Command A+
Cohere's open-source 218B Mixture-of-Experts LLM built for agentic coding workflows, multilingual tasks, and document processing — runs on as few as 2 H100s.
Overview
Command A+ is Cohere's flagship open-weight model, a 218-billion parameter Mixture-of-Experts architecture released under Apache 2.0 in May 2026. The MoE design activates only a subset of parameters per inference pass, which is how Cohere gets a model this large running on just two H100 GPUs — a significant hardware efficiency advantage over similarly-sized dense models. It's built from the ground up for agentic workflows: multi-step tool use, code generation, retrieval-augmented generation, and structured document processing.

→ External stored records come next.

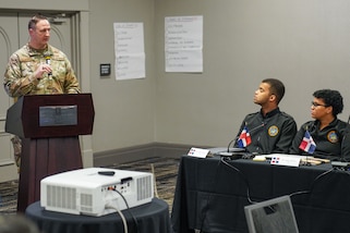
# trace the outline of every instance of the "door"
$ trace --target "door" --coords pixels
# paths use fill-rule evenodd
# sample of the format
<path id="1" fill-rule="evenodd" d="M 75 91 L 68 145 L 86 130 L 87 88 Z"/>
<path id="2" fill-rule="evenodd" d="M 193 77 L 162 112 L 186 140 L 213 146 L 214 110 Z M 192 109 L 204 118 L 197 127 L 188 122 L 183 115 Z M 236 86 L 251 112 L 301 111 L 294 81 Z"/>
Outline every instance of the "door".
<path id="1" fill-rule="evenodd" d="M 32 13 L 25 12 L 0 12 L 0 73 L 2 79 L 9 57 L 28 41 L 28 21 L 32 16 Z M 71 59 L 73 41 L 71 36 L 71 16 L 62 13 L 47 16 L 51 23 L 50 45 L 62 50 Z M 13 100 L 4 91 L 2 79 L 0 87 L 0 182 L 19 177 L 11 144 L 13 135 L 4 132 L 7 110 L 11 107 Z"/>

What sets Command A+ apart from generic LLMs in the coding category is Cohere's focus on enterprise agentic use cases. The model is designed to chain tool calls, parse complex documents with mixed modalities (text, tables, charts), and operate across 23+ languages. For teams building AI agents that need to reason over codebases, process documentation, or orchestrate multi-step workflows, this is purpose-built rather than adapted after the fact.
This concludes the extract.